Взяв протянутую баклажку с медовухой, Никита осторожно приложил ее к губам человека. Тот судорожно глотнул, затем еще, закашлялся, открыл глаза.
– Кто ты будешь таков, как в степь попал? – повторил вопрос Никита, но без нажима, а с душевностью и сочувствием.
– Я везу привет для Лося... поморского дружинника, – незнакомец, вложив в эти слова последние силы, вновь закрыл глаза.
Никита и Ванятка переглянулись, словно не веря своим ушам. Этот человек, русский разведчик, совершил невозможное. Он зимой прошел из Крыма через Дикое Поле – заснеженную безлюдную степь, в которой кони не могли добыть себе пропитание! А ведь за ним наверняка была и погоня!..
Никита сдернул с плеч армяк, при помощи Ванятки укутал неподвижно лежавшего героя.

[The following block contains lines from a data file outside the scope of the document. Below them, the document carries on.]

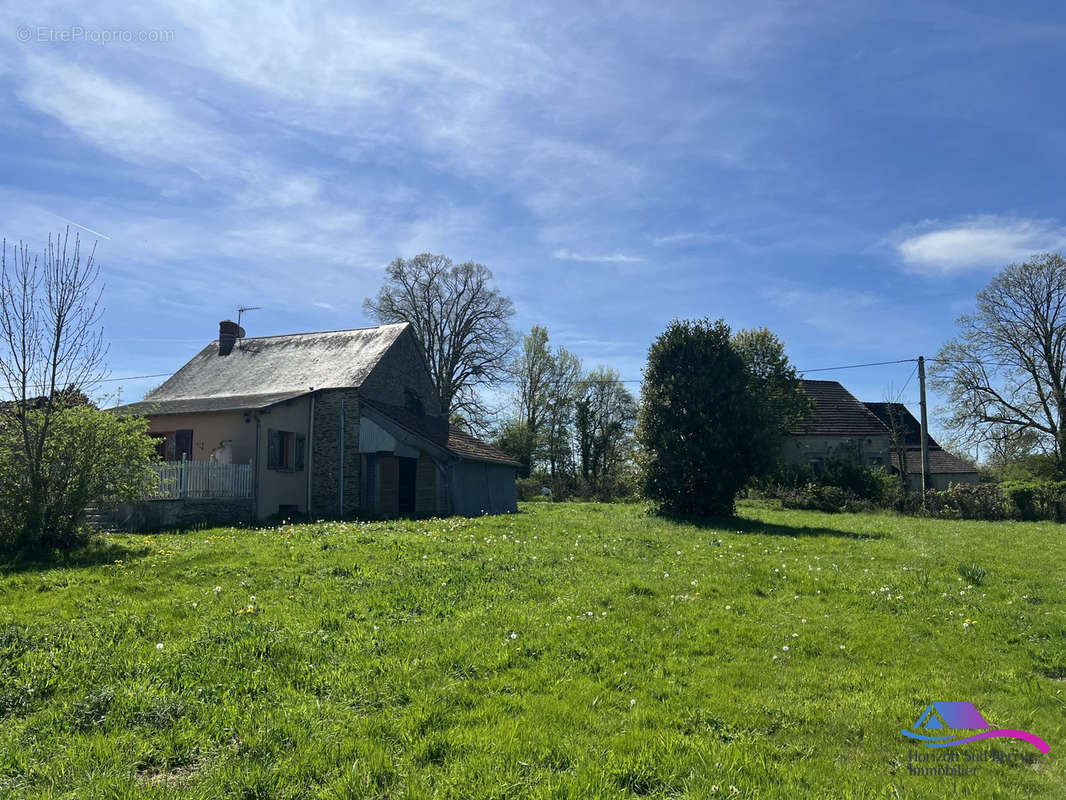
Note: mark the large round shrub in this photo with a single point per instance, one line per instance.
(701, 429)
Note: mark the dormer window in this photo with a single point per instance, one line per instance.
(413, 402)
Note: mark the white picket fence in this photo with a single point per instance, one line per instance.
(203, 480)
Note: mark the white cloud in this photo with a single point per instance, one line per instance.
(118, 117)
(976, 243)
(569, 255)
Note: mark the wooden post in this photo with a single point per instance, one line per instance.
(341, 488)
(925, 427)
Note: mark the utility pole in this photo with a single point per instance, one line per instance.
(925, 427)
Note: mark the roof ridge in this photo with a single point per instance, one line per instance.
(320, 333)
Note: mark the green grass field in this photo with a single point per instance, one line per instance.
(578, 651)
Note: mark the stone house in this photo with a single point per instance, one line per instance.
(945, 468)
(333, 424)
(838, 429)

– Потерпи, милый, сейчас костерок запалим, отогреешься, а потом соорудим носилки, отвезем тебя в станицу, на Засечную черту, там весть свою начальству-то и передашь. На-кась вот, хлебни еще медовухи, она ж целебная, враз всю хворь из тебя выгонит!
Разведчик сделал глоток из приставленной к губам фляги, чуть приподнялся на руках у пограничников.
– Нет, вы меня не довезете... Вам все расскажу и умру здесь.